Before the recitation of Sunday’s Angelus prayer at Castel Gandolfo, Pope Benedict XVI recalled some saints whose memory will be celebrated by the Church in the upcoming weeks. He said that St. Edith Stein, St. Maximilian Kolbe, St. Pontian, St. Lawrence, are witnesses to "Christian humanism," differing greatly from "atheistic humanism."

"What wonderful models of holiness, the Church proposes to us! These saints are witnesses to that love that loves ‘to the end,’ and ignores the evil received, but fights it with the good," Pope Benedict explained. "From them we can learn, especially we priests, the evangelical heroism that inspires us, without fear, to give our life for the salvation of souls. Love conquers death!"

St. Edith Stein and St. Maximilian Kolbe will celebrate their feast days this week. Both died at Auschwitz in the 1940s.

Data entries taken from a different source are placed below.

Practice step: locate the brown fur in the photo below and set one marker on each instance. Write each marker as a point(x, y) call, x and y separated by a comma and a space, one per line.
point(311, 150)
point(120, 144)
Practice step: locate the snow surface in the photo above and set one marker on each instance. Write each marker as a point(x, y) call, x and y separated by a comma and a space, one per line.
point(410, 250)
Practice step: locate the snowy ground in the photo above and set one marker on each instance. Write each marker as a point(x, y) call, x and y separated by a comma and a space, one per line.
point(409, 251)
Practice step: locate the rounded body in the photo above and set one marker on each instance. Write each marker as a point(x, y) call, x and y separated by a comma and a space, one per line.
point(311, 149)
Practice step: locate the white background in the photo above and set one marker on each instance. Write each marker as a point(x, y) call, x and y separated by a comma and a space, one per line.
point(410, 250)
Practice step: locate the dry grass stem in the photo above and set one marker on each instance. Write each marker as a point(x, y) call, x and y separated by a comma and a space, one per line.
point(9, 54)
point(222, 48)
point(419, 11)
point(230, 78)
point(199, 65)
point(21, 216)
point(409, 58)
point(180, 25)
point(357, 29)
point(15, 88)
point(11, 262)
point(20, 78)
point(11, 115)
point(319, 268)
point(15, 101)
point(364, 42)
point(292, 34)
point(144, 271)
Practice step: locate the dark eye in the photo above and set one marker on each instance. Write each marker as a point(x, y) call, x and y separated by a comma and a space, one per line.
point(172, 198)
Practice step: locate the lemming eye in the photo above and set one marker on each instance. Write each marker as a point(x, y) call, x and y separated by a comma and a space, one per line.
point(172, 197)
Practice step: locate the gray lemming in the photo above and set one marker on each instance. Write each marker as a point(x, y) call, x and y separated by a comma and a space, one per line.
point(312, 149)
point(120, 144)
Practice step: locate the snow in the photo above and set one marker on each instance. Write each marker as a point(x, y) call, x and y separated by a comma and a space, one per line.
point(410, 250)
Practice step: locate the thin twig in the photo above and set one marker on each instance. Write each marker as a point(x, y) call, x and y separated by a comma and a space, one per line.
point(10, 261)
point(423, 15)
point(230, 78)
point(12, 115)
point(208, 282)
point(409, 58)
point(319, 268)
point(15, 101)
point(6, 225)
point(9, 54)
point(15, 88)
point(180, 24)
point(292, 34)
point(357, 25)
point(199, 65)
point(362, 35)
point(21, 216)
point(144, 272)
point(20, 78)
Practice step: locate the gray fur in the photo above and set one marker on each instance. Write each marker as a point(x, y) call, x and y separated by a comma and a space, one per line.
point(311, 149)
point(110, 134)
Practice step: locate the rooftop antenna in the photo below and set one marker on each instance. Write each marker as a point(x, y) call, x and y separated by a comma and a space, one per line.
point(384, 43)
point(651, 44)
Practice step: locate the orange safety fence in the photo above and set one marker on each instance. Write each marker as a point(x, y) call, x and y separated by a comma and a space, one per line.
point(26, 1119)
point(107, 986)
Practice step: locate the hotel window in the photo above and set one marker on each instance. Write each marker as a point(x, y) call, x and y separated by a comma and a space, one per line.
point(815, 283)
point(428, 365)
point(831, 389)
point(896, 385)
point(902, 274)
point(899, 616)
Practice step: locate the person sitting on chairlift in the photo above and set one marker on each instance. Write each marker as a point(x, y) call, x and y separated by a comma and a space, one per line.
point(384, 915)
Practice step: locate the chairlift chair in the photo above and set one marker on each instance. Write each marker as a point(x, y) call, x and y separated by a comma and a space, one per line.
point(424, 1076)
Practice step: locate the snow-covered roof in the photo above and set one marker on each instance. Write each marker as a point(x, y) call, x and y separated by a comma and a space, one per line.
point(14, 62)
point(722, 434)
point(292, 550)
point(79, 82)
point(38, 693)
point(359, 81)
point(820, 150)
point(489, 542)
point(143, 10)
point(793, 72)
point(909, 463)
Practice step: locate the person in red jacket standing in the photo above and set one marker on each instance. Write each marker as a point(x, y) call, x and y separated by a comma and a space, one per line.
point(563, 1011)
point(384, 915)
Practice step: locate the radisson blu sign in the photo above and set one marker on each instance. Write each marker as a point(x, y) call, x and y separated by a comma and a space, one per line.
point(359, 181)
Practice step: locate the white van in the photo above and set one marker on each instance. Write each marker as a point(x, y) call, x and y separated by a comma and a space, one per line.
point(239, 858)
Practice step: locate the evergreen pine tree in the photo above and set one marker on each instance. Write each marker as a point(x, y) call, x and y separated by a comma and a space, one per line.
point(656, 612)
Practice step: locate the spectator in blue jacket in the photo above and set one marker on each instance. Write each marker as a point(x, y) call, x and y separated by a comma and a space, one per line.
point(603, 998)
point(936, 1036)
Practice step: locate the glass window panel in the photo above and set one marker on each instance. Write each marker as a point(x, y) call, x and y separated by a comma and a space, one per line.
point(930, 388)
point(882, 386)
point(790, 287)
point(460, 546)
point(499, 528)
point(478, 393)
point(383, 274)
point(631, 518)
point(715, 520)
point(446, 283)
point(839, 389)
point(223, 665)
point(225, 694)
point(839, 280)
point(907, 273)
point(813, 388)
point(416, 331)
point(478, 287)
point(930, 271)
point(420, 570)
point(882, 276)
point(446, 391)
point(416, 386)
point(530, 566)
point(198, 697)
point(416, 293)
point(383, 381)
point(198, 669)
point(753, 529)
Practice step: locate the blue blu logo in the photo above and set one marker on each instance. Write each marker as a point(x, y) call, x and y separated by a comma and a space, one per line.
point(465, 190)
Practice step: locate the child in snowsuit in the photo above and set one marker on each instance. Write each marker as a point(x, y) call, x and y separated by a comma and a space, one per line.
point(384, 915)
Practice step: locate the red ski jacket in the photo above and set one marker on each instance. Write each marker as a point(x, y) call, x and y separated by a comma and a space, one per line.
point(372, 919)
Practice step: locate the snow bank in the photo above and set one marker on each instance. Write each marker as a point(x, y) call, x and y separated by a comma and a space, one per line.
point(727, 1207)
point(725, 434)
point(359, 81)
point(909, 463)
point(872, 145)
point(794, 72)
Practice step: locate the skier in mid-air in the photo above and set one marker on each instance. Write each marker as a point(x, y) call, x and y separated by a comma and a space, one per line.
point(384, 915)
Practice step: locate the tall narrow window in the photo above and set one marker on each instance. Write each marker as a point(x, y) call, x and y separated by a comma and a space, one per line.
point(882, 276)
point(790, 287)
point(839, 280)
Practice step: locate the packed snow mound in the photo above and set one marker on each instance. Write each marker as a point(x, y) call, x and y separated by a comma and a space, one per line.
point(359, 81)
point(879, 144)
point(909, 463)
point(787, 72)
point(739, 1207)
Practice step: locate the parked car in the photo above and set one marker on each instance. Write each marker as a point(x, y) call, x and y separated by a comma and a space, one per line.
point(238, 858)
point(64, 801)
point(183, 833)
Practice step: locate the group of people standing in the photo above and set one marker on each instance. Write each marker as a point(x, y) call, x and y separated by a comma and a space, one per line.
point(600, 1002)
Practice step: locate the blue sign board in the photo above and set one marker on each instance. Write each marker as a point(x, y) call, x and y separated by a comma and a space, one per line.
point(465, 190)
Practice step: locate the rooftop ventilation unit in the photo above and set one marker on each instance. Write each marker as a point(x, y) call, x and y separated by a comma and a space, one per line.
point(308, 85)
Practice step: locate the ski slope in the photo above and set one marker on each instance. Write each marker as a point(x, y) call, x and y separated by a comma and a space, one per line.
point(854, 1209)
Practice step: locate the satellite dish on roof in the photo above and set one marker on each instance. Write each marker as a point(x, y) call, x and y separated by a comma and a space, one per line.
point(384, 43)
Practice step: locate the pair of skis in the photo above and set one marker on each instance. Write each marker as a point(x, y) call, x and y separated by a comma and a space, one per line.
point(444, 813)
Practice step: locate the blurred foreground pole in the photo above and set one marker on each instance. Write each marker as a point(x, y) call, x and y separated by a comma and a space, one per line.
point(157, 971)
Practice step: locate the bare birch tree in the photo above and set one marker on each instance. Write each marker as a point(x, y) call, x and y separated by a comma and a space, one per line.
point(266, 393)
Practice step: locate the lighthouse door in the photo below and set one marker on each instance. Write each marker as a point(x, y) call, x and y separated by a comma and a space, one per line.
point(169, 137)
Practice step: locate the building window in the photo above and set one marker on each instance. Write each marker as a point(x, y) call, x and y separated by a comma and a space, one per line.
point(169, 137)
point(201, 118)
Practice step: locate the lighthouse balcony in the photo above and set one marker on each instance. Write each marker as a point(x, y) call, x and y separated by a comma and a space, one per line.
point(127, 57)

"The Nazi concentration camp," he continued. "as every death camp, can be considered an extreme symbol of evil, of the hell that comes to earth when man forgets God, and when he is replaced, usurping from him the right to decide what is good and what is evil, to give life and or to take life."

"Unfortunately, this phenomenon is not confined to the death camp. It is rather the culmination of an extensive and widespread reality of often nebulous boundaries."

"On the one hand," the Pope added, "there are philosophies and ideologies, but also on an increasing scale, ways of thinking and acting that extol the freedom of man as the only principle, as an alternative to God, and thus transform man into a god, whose system of behavior is of an arbitrary nature. On the other hand, we note the saints, who, practicing the gospel of love, make reason of their hope, they show the true face of God who is Love, and at the same time, the true face of man, created in the image and likeness of God."

He concluded: "Dear brothers and sisters, let us pray to the Virgin Mary, to help us all, above all we priests, to be holy as these heroic witnesses of the faith and of dedication even to martyrdom. This is the only way to provide a credible and comprehensive answer to the human and spiritual questions, which give rise to the deep crisis of the contemporary world: love in truth."